Just for a bit of fun I thought I’d list my top genealogy horror moments. I’m sure you’ve all had them too. Happy Halloween!
That moment when you discover a mother’s maiden name was Smith, Clark(e), Davi(e)s or Williams. Worse still Mary Williams married John Smith. Born in the 1820s, they’ve moved from their home towns and your now trying to find them on the 1841 census. Good luck!

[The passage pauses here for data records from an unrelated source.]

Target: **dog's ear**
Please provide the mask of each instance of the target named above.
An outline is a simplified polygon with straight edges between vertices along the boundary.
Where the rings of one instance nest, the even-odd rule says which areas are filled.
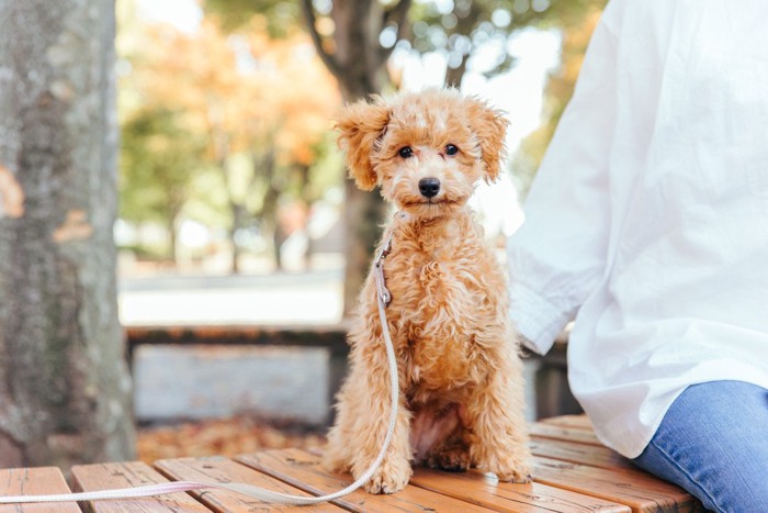
[[[336,119],[339,131],[339,145],[346,149],[349,176],[362,190],[376,187],[376,171],[371,163],[376,142],[386,132],[389,109],[381,97],[373,102],[360,100],[347,105]]]
[[[488,107],[476,98],[467,98],[470,129],[477,137],[481,158],[485,165],[485,180],[494,181],[501,171],[501,159],[507,149],[505,140],[509,122],[501,111]]]

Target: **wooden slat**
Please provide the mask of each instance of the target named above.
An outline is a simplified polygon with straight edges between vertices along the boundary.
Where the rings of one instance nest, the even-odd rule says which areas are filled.
[[[318,456],[298,449],[248,454],[236,459],[315,495],[339,491],[352,482],[350,476],[326,472],[320,467]],[[349,511],[366,513],[492,511],[414,486],[408,486],[392,495],[373,495],[363,490],[355,490],[334,503]]]
[[[56,467],[0,470],[0,495],[47,495],[69,493],[69,487]],[[0,513],[76,513],[75,502],[0,505]]]
[[[233,461],[221,456],[210,458],[179,458],[162,459],[155,462],[155,468],[168,476],[173,481],[202,481],[202,482],[242,482],[259,488],[291,495],[308,497],[309,494],[290,487],[282,481],[266,476],[250,467]],[[339,508],[331,504],[317,506],[286,506],[280,504],[264,504],[256,499],[229,492],[226,490],[203,490],[192,493],[199,501],[207,505],[212,511],[259,511],[259,512],[340,512]]]
[[[637,470],[637,467],[632,465],[629,459],[608,447],[595,447],[563,440],[540,440],[537,438],[531,439],[530,447],[535,456],[561,459],[588,467]]]
[[[640,470],[608,470],[537,456],[533,458],[533,479],[625,504],[633,512],[691,511],[696,504],[685,490]]]
[[[167,481],[168,479],[157,470],[138,461],[72,467],[72,483],[77,491],[140,487]],[[95,513],[168,513],[169,511],[199,513],[211,510],[187,493],[171,493],[145,499],[93,501],[88,503],[87,511]]]
[[[552,416],[549,419],[542,419],[539,422],[560,427],[592,431],[592,423],[589,421],[589,417],[587,415]]]
[[[528,428],[531,438],[560,439],[573,442],[574,444],[585,444],[596,447],[603,446],[597,438],[595,432],[587,431],[584,428],[574,430],[571,427],[562,427],[555,424],[546,424],[543,422],[530,424]]]
[[[539,482],[529,484],[498,482],[496,478],[477,471],[453,473],[418,468],[410,482],[417,487],[494,511],[516,513],[542,511],[629,513],[630,511],[625,505],[567,490],[558,490]]]

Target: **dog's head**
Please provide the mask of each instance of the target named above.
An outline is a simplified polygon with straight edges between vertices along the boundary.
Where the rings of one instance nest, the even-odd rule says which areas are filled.
[[[350,104],[337,129],[358,187],[380,186],[398,209],[432,218],[498,177],[507,121],[481,100],[431,89]]]

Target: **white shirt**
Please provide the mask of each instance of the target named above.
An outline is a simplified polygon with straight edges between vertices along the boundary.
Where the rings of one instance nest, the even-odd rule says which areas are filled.
[[[510,239],[511,316],[633,458],[687,386],[768,388],[768,2],[613,0]],[[737,398],[734,398],[737,401]]]

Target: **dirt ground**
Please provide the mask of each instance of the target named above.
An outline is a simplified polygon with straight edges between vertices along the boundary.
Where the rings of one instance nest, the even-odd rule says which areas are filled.
[[[151,464],[188,456],[229,457],[266,449],[323,447],[324,435],[320,430],[250,417],[149,426],[139,428],[138,458]]]

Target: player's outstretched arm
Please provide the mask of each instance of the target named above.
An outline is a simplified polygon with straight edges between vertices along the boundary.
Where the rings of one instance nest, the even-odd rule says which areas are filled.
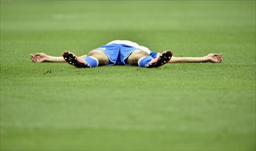
[[[30,54],[30,59],[34,62],[64,62],[63,57],[51,56],[43,53]]]
[[[173,56],[168,63],[186,63],[186,62],[221,62],[221,54],[210,54],[204,57],[175,57]]]
[[[83,58],[86,55],[80,56],[79,58]],[[30,59],[34,62],[66,62],[62,56],[52,56],[47,55],[44,53],[37,53],[35,54],[30,54]]]

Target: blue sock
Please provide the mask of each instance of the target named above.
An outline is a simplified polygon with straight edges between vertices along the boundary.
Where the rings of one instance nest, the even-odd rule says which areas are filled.
[[[99,65],[99,61],[92,56],[86,56],[83,60],[89,64],[90,67],[97,67]]]
[[[138,61],[139,67],[146,67],[146,66],[153,60],[153,58],[150,56],[147,56],[140,58]]]

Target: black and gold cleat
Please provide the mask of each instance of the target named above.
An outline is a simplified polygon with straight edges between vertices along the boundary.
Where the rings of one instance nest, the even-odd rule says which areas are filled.
[[[166,63],[168,63],[170,58],[173,56],[173,51],[166,51],[161,53],[158,57],[155,58],[155,59],[152,60],[150,62],[149,62],[146,68],[157,68],[160,66],[164,65]]]

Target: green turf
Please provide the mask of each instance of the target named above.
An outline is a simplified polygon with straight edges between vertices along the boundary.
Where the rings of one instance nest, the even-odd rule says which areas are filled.
[[[221,64],[36,64],[127,39]],[[255,1],[1,1],[1,150],[255,150]]]

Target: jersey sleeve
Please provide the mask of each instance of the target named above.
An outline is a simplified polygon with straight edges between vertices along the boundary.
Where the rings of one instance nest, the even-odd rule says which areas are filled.
[[[152,56],[153,58],[155,58],[158,56],[158,55],[159,55],[160,53],[157,53],[157,52],[154,52],[154,51],[150,51],[150,56]]]

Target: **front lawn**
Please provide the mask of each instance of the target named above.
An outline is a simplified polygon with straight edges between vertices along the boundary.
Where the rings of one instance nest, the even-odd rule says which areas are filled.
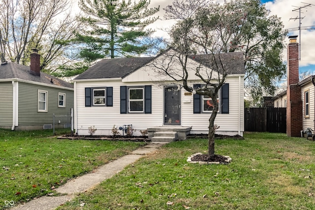
[[[252,133],[216,140],[228,165],[188,163],[206,139],[174,142],[58,210],[313,210],[315,142]]]
[[[68,130],[56,131],[60,134]],[[27,202],[70,179],[126,155],[144,143],[57,139],[52,130],[0,130],[0,209]]]

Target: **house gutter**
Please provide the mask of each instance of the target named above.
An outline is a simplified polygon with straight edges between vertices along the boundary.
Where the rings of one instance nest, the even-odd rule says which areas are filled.
[[[17,81],[12,81],[13,87],[13,116],[12,125],[11,130],[14,131],[15,127],[18,125],[19,117],[19,83]]]
[[[238,77],[238,134],[241,135],[241,76]],[[244,104],[244,102],[243,102]],[[244,113],[244,112],[243,112]],[[243,118],[244,120],[244,118]]]
[[[313,85],[315,87],[314,91],[315,91],[315,81],[314,81],[314,79],[315,79],[315,75],[313,75],[312,76],[312,83],[313,84]],[[314,107],[315,107],[315,101],[314,102]],[[315,129],[315,116],[314,116],[314,129]],[[313,140],[315,140],[315,133],[313,135],[312,138]]]
[[[73,87],[74,88],[74,91],[73,91],[73,98],[74,100],[73,100],[73,106],[74,106],[74,130],[75,131],[74,133],[77,134],[77,128],[78,128],[78,120],[77,120],[77,91],[76,91],[76,86],[77,86],[77,82],[76,81],[74,81],[73,83]]]

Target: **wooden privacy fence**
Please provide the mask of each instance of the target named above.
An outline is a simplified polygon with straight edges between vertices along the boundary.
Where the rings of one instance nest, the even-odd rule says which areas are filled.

The one page that’s missing
Your ancestor was born about 1648, slap bang in the middle of the English Civil War. You’ve traced back this far, but now the parish register baptism pages are missing. And yes, you’ve checked BT’s, criminal records and newspapers. The local archives for the area are 200 miles away. On the plus side you’ve traced “the wife of your ancestors 3rd cousin 5 times removed” back to the beginning of time. Her family lived two miles away for you. And someone on Ancestry shared photos of her, and her ancestors going back to the creation of the camera. All fully sourced.
I just love that name!
William and Elizabeth had a son called William, who married a lovely lady, called Elizabeth. They have a son….and you guessed it…called it William. William Snr had a cousin, called William who also had a son called William (and a daughter called Elizabeth). Repeat. Across 5 generations. In a tiny village.
Er, how do you spell that please?
Your ancestor has a great, unusual name but unfortunately they were illiterate so it’s been recorded with a different spelling in every single document you’ve ever found. So which variant is “correct” and how do you record it?
General Labourers and Ag Labs
Your ancestor was a general labourer, and his father was an agricultural labourer. They don’t appear in any criminal, educational or workhouse records. You can’t find any mention of them in the newspapers. The news articles featuring their address are about local parish matters and the sale of houses. Or alternatively their neighbour was a bigamist, murderer who invented butter and you just can’t help but wish they were “yours”…but they’re not.
When I grow up I want to be a a…
My ancestor was a “Indian rubber factory, gelatine maker” (yes, true story). Your ancestor had an obscure job, the features of which you cannot even guess at. You can never find anything about it on the internet and it certainly does not feature in the “My Ancestor Was”…series of books.
You have found the gravestone of your ancestor. You are elated! Most of your ancestors were paupers, so this is a real find. You go to visit and the stone is there….but all the writing has been eroded away. It’s effectively a blank stone. And yes you’ve tried cleaning it. And yes grave rubbings revealed nothing.